The two parents held Dawning tight between them in a simultaneous hug, gently stroking his back, his shoulders, his mane. But in between, they cast each other worried, fearful glances.

“…w-what’s wrong with me…” Dawning began to whimper. “What’s…what’s wrong with me?!…”

“Dawning…” Amber said, trying to sound as soothing and calm as she possibly could. “Nothing’s wrong with you–”

“S-STOP!” Dawning suddenly snapped, turning his head quickly to face her, with such abruptness that Amber couldn’t help but recoil. “Stop…stop saying that, you keep saying nothing’s wrong, everything’s going to be alright…and it’s not! I-I have all these powers and not even any cutie mark to show for it, a-and…they know now…they’re going to be asking us questions…looking at me like…t-they’ll never see me the same way again, I won’t ever be able to pretend I’m normal again, and…and I don’t know why I’m this way!” He looked frantically between his mother and father, eyes wide with growing panic. “W-what are we going to tell them?! What are we going to do?!”

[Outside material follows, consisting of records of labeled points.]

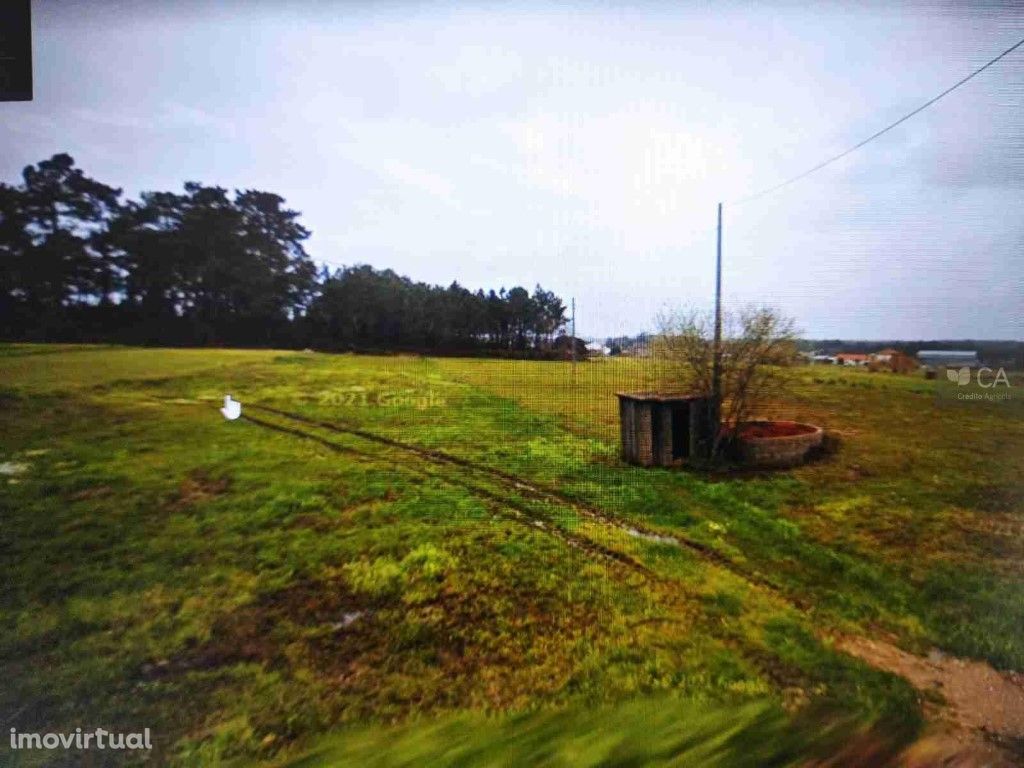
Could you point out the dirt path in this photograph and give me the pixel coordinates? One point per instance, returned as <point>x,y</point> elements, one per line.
<point>981,722</point>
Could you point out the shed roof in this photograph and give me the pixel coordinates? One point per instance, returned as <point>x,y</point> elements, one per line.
<point>658,396</point>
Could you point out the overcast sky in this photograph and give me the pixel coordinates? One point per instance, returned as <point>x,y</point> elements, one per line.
<point>583,147</point>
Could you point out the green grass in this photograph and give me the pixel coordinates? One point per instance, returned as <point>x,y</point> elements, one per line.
<point>245,588</point>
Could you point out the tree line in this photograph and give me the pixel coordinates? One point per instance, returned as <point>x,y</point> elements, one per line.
<point>80,262</point>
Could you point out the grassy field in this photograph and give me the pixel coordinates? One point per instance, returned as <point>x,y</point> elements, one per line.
<point>411,561</point>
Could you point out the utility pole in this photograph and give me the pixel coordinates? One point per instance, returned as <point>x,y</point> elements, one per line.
<point>572,335</point>
<point>716,375</point>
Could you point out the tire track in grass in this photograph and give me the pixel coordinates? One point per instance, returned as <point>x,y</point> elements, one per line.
<point>544,493</point>
<point>519,512</point>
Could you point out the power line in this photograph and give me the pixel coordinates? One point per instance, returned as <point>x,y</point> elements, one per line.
<point>873,136</point>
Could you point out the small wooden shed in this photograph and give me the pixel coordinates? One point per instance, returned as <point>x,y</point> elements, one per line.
<point>663,430</point>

“Dawning,” Cornstalk interrupted, gripping Dawning’s shoulders firmly but gently and turning him towards him. Dawning froze, staring into his father’s eyes as if suddenly in a trance. “Everything. Is going. To be fine. We’ll get this taken care of and figured out, nothing…” He swallowed. “…nothing bad is going to happen, I promise you, just…” He relaxed his grip on Dawning’s shoulders. “…just wait here for now, rest…let us go out there, see…let us take care of it…please?”

Dawning nodded slowly, his voice a quiet, cowed murmur. “O-okay…okay…”

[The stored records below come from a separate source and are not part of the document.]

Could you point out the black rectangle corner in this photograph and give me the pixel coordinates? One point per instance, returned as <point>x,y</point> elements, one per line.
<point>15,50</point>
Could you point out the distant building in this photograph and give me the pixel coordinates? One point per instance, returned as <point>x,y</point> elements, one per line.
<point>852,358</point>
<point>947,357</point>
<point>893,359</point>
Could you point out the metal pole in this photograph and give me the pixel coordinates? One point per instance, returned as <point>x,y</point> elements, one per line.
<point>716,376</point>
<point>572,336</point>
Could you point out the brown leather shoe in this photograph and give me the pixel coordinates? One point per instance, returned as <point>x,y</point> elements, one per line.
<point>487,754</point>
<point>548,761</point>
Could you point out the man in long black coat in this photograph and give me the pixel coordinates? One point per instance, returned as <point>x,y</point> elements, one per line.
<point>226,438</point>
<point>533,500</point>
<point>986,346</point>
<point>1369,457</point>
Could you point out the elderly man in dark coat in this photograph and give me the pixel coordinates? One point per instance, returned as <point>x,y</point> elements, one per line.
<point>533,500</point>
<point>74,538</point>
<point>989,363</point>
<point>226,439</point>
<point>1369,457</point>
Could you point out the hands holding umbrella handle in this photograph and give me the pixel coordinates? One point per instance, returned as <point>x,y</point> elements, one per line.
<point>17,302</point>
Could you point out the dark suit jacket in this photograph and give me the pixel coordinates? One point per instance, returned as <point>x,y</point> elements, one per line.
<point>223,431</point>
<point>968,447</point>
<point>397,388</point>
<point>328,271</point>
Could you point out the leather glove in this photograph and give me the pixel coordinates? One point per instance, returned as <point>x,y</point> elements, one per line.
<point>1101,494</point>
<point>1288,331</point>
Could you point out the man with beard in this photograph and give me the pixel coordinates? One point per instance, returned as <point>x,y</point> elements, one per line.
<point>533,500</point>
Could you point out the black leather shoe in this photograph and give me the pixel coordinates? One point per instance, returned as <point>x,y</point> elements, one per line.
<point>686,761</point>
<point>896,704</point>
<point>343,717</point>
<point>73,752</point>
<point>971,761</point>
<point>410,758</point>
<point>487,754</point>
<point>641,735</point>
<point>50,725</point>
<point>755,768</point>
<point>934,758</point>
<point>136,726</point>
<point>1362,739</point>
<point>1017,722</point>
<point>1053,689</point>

“Good…thank you,” Cornstalk nodded back as he let go of him. As he and Amber released Dawning, the young stallion’s posture drooped once again, head slowly turning back down to face the floor.

“It’s going to be fine, Dawning,” Amber said, softly and reassuringly as she and Cornstalk headed back for the door. “Please, trust us…it’s going to be okay. You’ve done nothing wrong.”

Dawning didn’t reply, and it was only with slow reluctance that the two willed themselves to turn away.

As they made their way from their home towards the center of town, Cornstalk internally tried to remind himself of the very words he had spoken to Dawning. This…well, there wasn’t any getting around it, this was bad. The little family had always feared–and known deep down–that the day would come where Dawning’s secret would out itself. But they had always hoped that at the very least it would be some relatively small slip-up. Something that only someone close to him, like Woven Light or Flax, might notice. Faust knew he’d had several near-misses over the years; it was impossible to keep his powers completely hidden. The family had been lucky so far.

But that luck, it seemed, had just run out forever, and in the worst possible way. To have Dawning outed so violently, so abruptly, so publicly…

No, no, he told himself in his mind. Don’t panic. There’s a way through this. Ponies in this town are an understanding bunch, mostly…maybe…maybe we can say they didn’t see it the way they think they did, buy ourselves some time?…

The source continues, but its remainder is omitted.